Debugging event-driven microservices can be a nightmare: logging is typically distributed across every service, and the event flow can’t easily be followed through code. This means debugging often involves going code-spelunking; mapping out every event that has been sent and following the chain. But this can yield complicated state diagrams with arrows crossing over themselves as you discover some events can call back up the chain — you can pull your hair out trying to keep all of it in your head.
The lesson here is that you can’t debug microservices in the same way you’d debug a monolith. But by appending some data to each event, you can start spotting issues more easily:
- A transaction ID, which is generated from the first event and applied to every subsequent event in the chain.
- The name of the service emitting the event.
- The name of the service consuming the event.

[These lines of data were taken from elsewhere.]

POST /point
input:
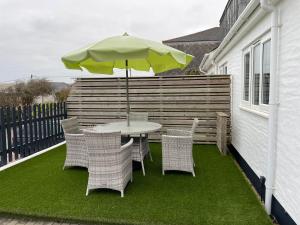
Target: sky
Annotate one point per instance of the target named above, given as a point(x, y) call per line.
point(35, 34)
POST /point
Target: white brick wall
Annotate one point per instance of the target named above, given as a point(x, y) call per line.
point(249, 130)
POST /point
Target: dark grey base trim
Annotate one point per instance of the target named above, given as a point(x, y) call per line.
point(278, 212)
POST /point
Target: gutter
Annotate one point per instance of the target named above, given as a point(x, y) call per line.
point(269, 6)
point(234, 35)
point(252, 5)
point(203, 62)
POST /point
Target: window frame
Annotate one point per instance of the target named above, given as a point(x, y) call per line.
point(262, 105)
point(261, 108)
point(222, 69)
point(246, 102)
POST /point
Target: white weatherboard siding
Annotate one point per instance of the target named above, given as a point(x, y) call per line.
point(287, 183)
point(250, 130)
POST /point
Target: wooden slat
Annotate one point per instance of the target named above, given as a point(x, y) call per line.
point(171, 100)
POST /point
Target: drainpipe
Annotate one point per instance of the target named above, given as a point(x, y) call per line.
point(273, 105)
point(215, 65)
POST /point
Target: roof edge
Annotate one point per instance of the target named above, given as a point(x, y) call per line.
point(243, 18)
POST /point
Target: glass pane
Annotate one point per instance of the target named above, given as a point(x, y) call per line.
point(256, 74)
point(266, 72)
point(246, 76)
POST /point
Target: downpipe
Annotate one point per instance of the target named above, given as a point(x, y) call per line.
point(273, 105)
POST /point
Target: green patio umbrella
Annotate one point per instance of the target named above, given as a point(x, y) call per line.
point(126, 52)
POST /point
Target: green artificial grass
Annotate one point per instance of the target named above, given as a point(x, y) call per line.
point(219, 194)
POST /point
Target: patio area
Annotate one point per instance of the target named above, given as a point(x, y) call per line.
point(219, 194)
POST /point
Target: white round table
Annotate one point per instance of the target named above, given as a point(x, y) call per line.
point(136, 128)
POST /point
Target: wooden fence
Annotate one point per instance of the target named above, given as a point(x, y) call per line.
point(172, 100)
point(29, 129)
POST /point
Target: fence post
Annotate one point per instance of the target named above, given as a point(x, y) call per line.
point(8, 133)
point(44, 126)
point(40, 128)
point(222, 132)
point(31, 145)
point(3, 153)
point(20, 124)
point(25, 121)
point(55, 121)
point(35, 143)
point(14, 124)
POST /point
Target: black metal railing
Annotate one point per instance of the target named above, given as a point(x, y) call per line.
point(28, 129)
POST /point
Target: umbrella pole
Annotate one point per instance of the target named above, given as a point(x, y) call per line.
point(127, 94)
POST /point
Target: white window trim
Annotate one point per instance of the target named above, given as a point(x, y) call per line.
point(260, 109)
point(222, 67)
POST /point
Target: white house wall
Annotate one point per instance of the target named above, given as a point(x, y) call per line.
point(287, 183)
point(249, 130)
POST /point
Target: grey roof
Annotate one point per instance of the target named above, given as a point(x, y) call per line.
point(196, 44)
point(212, 34)
point(57, 86)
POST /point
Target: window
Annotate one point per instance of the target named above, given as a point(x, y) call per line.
point(246, 76)
point(266, 72)
point(256, 75)
point(223, 69)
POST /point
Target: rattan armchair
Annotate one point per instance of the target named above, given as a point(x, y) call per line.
point(75, 142)
point(177, 149)
point(110, 164)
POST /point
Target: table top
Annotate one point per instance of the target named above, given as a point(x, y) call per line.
point(135, 128)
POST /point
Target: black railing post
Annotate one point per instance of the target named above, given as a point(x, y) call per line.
point(40, 142)
point(20, 135)
point(44, 126)
point(15, 139)
point(48, 125)
point(55, 122)
point(35, 141)
point(8, 132)
point(3, 153)
point(30, 123)
point(25, 122)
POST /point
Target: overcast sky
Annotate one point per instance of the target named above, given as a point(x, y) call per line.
point(34, 34)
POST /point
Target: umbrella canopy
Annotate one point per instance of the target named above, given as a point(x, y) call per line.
point(101, 57)
point(125, 52)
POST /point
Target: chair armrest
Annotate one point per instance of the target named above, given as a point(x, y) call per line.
point(168, 140)
point(177, 132)
point(128, 144)
point(79, 135)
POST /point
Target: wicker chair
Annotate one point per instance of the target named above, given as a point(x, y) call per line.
point(177, 150)
point(110, 164)
point(135, 148)
point(76, 147)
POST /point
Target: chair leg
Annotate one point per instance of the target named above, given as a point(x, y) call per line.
point(150, 155)
point(141, 155)
point(143, 168)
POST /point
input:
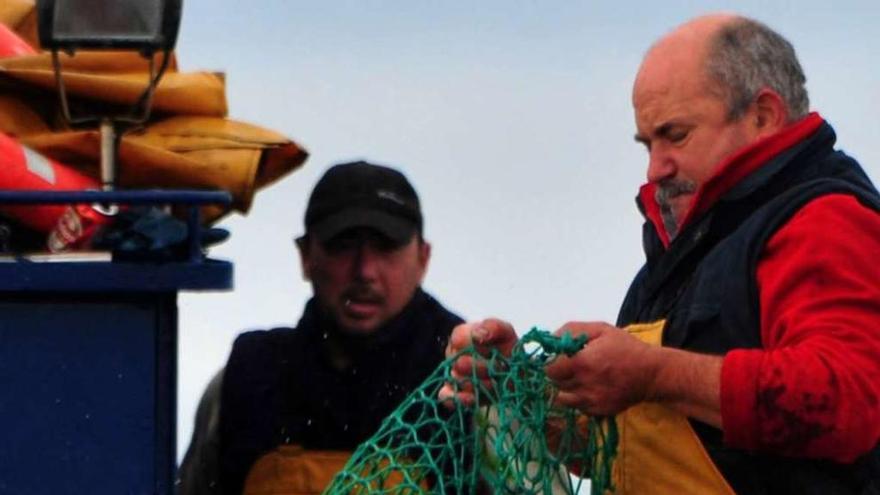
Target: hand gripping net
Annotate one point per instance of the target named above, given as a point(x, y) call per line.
point(502, 446)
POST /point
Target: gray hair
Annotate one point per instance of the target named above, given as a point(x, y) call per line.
point(747, 56)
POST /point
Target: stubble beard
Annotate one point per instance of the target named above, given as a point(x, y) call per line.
point(668, 190)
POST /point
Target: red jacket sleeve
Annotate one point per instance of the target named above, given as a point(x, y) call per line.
point(813, 390)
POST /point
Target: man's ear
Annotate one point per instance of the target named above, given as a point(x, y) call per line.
point(424, 255)
point(769, 113)
point(304, 248)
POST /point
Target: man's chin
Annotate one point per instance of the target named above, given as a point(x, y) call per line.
point(351, 326)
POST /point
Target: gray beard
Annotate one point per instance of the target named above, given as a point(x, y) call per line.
point(667, 190)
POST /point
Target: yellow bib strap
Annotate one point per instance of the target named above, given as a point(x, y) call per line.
point(659, 453)
point(292, 470)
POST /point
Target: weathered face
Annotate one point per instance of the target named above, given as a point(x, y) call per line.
point(684, 126)
point(361, 278)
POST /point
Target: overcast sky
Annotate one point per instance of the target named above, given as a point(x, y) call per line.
point(512, 119)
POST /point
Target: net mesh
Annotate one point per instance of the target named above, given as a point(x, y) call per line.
point(516, 441)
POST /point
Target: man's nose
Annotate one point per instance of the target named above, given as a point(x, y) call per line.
point(660, 166)
point(366, 263)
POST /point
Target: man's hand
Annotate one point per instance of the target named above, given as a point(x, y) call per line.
point(484, 336)
point(615, 370)
point(612, 372)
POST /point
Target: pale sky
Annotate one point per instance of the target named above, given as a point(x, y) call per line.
point(512, 118)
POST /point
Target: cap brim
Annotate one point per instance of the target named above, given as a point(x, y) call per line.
point(397, 229)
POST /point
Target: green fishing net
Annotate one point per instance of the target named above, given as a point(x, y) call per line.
point(515, 442)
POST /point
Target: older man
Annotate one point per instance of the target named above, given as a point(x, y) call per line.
point(293, 402)
point(746, 356)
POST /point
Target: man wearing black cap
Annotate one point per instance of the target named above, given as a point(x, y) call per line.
point(292, 404)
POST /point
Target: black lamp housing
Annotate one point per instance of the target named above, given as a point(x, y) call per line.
point(148, 26)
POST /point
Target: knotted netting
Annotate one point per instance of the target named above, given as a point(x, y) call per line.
point(516, 441)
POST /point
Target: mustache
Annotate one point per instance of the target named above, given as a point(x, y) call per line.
point(672, 188)
point(362, 293)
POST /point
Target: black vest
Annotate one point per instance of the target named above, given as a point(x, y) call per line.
point(704, 285)
point(279, 387)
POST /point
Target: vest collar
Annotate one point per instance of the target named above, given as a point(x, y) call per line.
point(730, 172)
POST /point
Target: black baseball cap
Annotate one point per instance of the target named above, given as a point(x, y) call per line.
point(361, 194)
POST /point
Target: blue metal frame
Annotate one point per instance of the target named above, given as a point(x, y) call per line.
point(88, 360)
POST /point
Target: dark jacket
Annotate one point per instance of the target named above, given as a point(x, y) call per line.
point(279, 387)
point(704, 286)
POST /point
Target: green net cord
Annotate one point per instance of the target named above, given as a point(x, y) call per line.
point(516, 441)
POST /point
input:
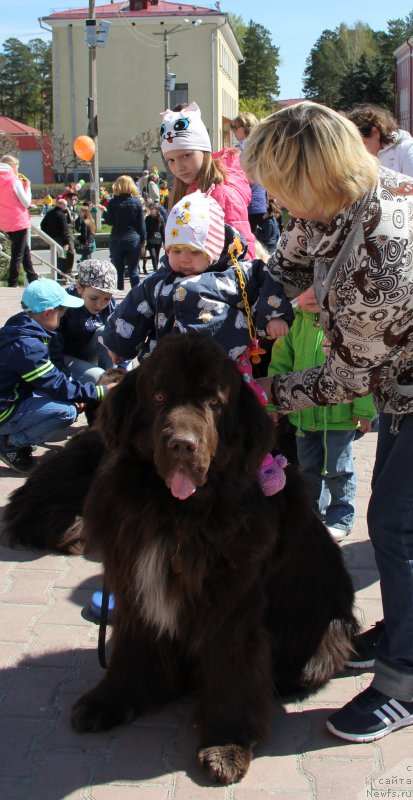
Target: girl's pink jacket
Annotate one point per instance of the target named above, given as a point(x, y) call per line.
point(233, 195)
point(13, 215)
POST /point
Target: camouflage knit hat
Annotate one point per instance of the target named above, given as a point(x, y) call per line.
point(98, 274)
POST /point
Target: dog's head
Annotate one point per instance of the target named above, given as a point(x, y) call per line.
point(188, 410)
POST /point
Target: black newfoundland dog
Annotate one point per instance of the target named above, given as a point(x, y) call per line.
point(218, 588)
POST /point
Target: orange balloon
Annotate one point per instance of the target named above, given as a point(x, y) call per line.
point(84, 148)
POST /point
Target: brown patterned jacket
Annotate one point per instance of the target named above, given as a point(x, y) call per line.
point(361, 265)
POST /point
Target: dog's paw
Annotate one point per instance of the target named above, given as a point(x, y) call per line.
point(227, 763)
point(90, 716)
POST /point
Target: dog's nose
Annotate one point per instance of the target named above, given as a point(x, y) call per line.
point(182, 445)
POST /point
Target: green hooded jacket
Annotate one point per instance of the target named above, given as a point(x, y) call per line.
point(301, 349)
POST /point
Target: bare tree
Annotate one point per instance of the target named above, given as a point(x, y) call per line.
point(8, 144)
point(145, 143)
point(58, 154)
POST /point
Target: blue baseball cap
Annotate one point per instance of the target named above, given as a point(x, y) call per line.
point(45, 293)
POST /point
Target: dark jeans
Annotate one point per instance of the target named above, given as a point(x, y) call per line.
point(336, 447)
point(20, 254)
point(254, 220)
point(65, 264)
point(390, 523)
point(154, 250)
point(125, 253)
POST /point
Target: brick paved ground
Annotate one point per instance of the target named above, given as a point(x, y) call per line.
point(48, 658)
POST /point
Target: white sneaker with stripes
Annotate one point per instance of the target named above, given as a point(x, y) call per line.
point(371, 715)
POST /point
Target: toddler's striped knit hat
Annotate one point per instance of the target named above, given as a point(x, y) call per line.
point(197, 222)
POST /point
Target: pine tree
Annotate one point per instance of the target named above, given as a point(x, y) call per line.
point(258, 74)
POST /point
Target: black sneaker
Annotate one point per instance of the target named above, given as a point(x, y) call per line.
point(365, 647)
point(17, 458)
point(370, 716)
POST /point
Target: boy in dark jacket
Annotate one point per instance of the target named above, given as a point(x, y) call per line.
point(55, 224)
point(36, 399)
point(199, 288)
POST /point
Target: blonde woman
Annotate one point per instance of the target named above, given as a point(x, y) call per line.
point(187, 151)
point(15, 200)
point(241, 127)
point(351, 234)
point(127, 238)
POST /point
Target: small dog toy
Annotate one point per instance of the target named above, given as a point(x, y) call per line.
point(271, 475)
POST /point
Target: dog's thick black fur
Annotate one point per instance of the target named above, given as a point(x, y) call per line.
point(217, 587)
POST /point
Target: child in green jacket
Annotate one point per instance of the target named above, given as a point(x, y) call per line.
point(324, 434)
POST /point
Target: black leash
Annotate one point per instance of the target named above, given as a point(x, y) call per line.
point(104, 611)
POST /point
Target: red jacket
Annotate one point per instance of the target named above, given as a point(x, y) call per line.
point(233, 195)
point(13, 215)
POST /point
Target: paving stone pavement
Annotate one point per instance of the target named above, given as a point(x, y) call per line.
point(48, 657)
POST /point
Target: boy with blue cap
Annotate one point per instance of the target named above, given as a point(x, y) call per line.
point(36, 399)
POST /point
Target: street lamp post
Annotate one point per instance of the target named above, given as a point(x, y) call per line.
point(92, 119)
point(169, 56)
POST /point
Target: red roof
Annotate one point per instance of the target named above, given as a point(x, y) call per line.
point(122, 9)
point(290, 102)
point(8, 125)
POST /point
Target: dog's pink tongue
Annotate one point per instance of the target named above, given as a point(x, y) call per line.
point(181, 485)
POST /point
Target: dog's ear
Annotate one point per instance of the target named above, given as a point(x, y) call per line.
point(257, 429)
point(117, 410)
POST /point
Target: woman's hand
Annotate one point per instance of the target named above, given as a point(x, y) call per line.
point(276, 328)
point(266, 384)
point(115, 359)
point(362, 424)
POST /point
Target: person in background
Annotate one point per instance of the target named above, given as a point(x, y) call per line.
point(55, 224)
point(15, 200)
point(383, 137)
point(155, 233)
point(351, 236)
point(142, 184)
point(76, 348)
point(47, 202)
point(198, 287)
point(241, 127)
point(164, 194)
point(268, 229)
point(324, 434)
point(127, 238)
point(153, 188)
point(187, 151)
point(85, 225)
point(36, 399)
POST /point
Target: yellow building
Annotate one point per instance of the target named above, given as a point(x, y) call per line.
point(146, 42)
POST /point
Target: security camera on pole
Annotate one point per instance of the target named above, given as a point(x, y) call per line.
point(95, 37)
point(170, 77)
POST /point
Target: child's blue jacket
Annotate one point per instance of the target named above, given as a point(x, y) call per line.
point(26, 368)
point(212, 302)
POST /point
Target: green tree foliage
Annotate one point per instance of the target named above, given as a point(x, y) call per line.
point(259, 106)
point(332, 56)
point(239, 26)
point(367, 81)
point(258, 74)
point(26, 82)
point(355, 64)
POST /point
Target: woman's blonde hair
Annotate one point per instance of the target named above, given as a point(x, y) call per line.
point(310, 156)
point(88, 217)
point(212, 171)
point(125, 185)
point(12, 161)
point(245, 120)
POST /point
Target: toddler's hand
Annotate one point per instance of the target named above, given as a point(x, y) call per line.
point(265, 384)
point(365, 424)
point(115, 359)
point(276, 327)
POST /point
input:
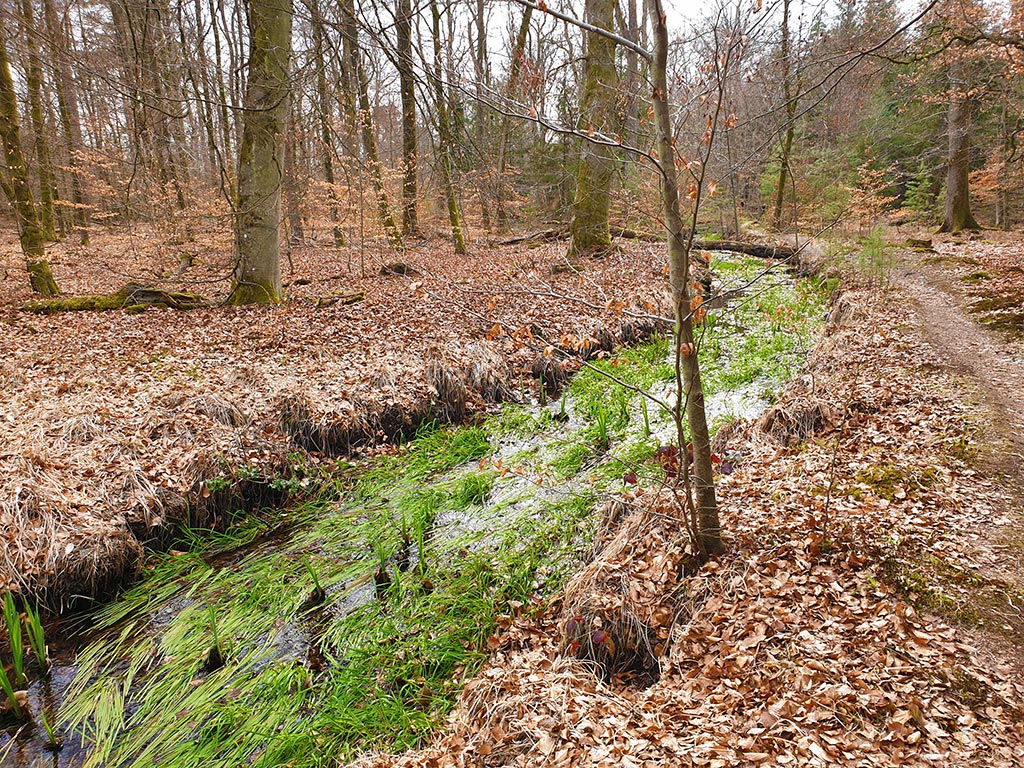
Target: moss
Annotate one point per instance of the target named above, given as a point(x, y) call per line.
point(130, 298)
point(888, 479)
point(975, 278)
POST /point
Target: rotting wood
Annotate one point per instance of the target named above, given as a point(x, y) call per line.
point(399, 267)
point(758, 250)
point(128, 297)
point(339, 298)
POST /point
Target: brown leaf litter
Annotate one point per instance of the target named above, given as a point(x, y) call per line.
point(115, 427)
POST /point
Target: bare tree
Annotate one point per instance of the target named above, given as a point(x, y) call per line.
point(257, 223)
point(16, 185)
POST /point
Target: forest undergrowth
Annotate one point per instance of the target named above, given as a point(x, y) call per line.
point(353, 623)
point(842, 626)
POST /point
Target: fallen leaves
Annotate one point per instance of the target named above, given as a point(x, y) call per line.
point(795, 648)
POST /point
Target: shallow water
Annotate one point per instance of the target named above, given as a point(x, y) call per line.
point(296, 632)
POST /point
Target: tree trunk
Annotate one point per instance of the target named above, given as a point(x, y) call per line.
point(705, 515)
point(292, 187)
point(957, 213)
point(360, 83)
point(257, 225)
point(597, 162)
point(34, 85)
point(407, 89)
point(444, 139)
point(511, 91)
point(70, 115)
point(325, 111)
point(482, 73)
point(632, 123)
point(791, 116)
point(227, 181)
point(17, 188)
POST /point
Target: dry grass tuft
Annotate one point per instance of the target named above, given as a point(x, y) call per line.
point(94, 565)
point(797, 420)
point(220, 410)
point(487, 374)
point(331, 433)
point(450, 390)
point(617, 609)
point(551, 373)
point(845, 309)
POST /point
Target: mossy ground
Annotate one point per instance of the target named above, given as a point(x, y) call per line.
point(357, 623)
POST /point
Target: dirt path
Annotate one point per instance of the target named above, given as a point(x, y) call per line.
point(991, 370)
point(993, 366)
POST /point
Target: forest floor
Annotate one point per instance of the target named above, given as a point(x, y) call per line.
point(116, 427)
point(867, 609)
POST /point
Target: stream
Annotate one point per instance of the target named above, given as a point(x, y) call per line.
point(352, 621)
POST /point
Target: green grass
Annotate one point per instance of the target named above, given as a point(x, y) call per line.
point(352, 622)
point(390, 658)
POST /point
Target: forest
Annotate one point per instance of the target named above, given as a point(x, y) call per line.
point(510, 383)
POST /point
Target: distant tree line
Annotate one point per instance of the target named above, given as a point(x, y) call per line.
point(308, 121)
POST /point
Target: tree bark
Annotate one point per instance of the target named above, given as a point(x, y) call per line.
point(511, 91)
point(325, 111)
point(957, 211)
point(17, 188)
point(257, 224)
point(34, 85)
point(360, 84)
point(70, 114)
point(444, 139)
point(597, 162)
point(708, 527)
point(785, 54)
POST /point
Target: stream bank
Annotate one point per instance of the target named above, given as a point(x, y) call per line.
point(352, 622)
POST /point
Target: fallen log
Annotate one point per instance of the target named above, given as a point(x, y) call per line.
point(132, 298)
point(339, 298)
point(758, 250)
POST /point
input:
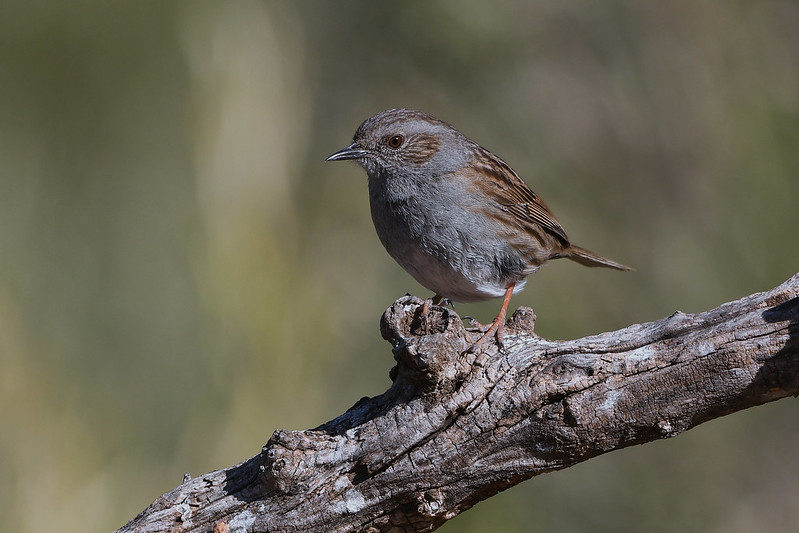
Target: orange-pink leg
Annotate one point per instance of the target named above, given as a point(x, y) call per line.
point(498, 325)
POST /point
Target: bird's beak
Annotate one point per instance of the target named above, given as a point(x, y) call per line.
point(353, 151)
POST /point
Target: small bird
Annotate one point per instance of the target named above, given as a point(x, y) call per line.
point(453, 214)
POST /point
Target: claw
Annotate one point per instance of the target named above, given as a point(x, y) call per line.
point(497, 327)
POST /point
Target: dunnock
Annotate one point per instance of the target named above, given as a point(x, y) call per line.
point(454, 215)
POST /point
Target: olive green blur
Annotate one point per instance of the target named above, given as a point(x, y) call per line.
point(181, 273)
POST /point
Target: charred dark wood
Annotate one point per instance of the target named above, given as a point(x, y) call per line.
point(457, 427)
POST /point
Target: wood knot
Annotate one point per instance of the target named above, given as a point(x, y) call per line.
point(428, 349)
point(522, 320)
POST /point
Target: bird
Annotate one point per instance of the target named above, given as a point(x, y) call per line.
point(455, 216)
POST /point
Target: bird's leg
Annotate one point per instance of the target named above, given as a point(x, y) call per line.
point(423, 314)
point(498, 325)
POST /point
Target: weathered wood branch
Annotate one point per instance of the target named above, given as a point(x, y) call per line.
point(456, 428)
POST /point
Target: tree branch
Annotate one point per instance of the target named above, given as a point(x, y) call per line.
point(456, 428)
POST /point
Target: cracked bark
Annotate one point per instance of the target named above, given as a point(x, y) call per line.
point(456, 428)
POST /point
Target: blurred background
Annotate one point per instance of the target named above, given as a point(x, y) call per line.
point(181, 273)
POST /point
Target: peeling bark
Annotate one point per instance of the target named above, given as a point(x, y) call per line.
point(456, 427)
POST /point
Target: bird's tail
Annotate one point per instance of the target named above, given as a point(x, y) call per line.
point(588, 258)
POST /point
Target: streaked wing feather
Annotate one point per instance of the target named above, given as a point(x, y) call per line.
point(513, 194)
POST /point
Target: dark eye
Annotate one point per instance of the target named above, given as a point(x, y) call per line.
point(396, 141)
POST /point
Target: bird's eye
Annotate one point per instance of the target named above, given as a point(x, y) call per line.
point(395, 141)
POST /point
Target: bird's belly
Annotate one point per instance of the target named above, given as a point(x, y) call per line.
point(454, 265)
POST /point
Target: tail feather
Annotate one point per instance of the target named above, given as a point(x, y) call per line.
point(588, 258)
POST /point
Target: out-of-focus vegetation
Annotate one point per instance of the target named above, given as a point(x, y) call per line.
point(181, 273)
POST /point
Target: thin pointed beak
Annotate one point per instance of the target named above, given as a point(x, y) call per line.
point(353, 151)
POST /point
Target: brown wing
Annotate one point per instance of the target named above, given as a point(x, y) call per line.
point(513, 195)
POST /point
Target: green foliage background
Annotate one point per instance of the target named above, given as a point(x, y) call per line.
point(181, 273)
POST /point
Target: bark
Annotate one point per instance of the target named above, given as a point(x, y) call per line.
point(457, 427)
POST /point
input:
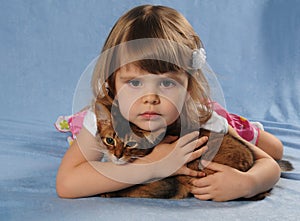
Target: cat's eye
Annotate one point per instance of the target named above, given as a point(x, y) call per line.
point(131, 144)
point(109, 141)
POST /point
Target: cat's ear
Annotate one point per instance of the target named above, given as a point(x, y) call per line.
point(102, 113)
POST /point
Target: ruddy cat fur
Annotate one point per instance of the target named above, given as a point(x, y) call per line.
point(126, 146)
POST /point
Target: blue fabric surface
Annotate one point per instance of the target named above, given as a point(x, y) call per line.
point(253, 46)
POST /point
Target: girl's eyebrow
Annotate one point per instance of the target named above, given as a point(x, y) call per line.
point(176, 77)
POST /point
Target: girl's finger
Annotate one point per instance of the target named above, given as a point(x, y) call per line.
point(213, 166)
point(198, 153)
point(182, 141)
point(190, 147)
point(203, 197)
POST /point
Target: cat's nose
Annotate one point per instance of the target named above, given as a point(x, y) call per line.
point(151, 99)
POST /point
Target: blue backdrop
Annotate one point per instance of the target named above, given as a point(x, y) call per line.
point(252, 45)
point(45, 45)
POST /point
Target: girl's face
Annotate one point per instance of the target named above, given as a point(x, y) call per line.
point(150, 101)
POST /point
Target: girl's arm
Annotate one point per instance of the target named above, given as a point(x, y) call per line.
point(81, 173)
point(228, 183)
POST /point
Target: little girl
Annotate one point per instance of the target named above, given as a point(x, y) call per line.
point(151, 70)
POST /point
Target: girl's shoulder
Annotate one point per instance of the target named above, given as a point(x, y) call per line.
point(90, 121)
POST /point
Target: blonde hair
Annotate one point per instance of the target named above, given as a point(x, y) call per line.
point(157, 39)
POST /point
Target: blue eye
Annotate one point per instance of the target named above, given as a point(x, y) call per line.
point(167, 83)
point(135, 83)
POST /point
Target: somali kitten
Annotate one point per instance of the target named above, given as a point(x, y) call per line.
point(127, 145)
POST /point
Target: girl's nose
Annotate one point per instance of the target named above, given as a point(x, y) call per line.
point(151, 99)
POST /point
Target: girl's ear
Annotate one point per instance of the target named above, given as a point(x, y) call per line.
point(102, 113)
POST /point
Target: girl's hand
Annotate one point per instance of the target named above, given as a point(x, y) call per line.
point(172, 156)
point(226, 184)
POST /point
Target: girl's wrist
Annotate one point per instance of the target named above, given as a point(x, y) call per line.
point(248, 185)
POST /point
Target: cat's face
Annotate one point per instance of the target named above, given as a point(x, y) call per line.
point(124, 146)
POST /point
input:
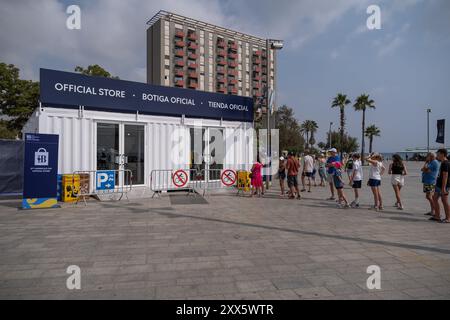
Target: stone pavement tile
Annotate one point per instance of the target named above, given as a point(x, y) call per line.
point(313, 293)
point(279, 295)
point(419, 293)
point(325, 280)
point(345, 289)
point(441, 290)
point(291, 283)
point(254, 286)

At Runnable we use our open-source task management library, Ponos, to handle this. Now we have everything we need to trace any request from start to finish in our system. To get that information out of the database and into a readable format, we use a tool called Metabase which gives us a GUI to navigate our databases.
As an example, let’s dig into how this approach helped us debug a particularly nasty bug we had in our architecture. We have a feature that is supposed to automatically update an environment whenever a branch is committed to on GitHub. But we were hearing from users that sometimes this feature would fail and miss a commit. Debugging this issue by manually tracing the event flow would be tough; there are several steps that take place (across different services) between a user’s commit and an updated environment.
The debug this issue, we first found the original commit entering the system via Loggly (our log aggregator), where we store request/response logs for our GitHub endpoint. Using this request hit we found the transaction ID and went to Metabase, where we can get an overview of every event that matches a given transaction ID, sorted chronologically. By comparing this event flow to one where everything worked as it should have, we could identify the issue: the environment never started because the Docker host we were trying to schedule it to had already been filled. From there all it took was a small modification to our scheduling system to address the issue.
Working with microservices often requires a different approach than you’d take with a monolith. Debugging is no exception, but with some smart abstractions and the right tools, you can make sense of even the most complicated architecture.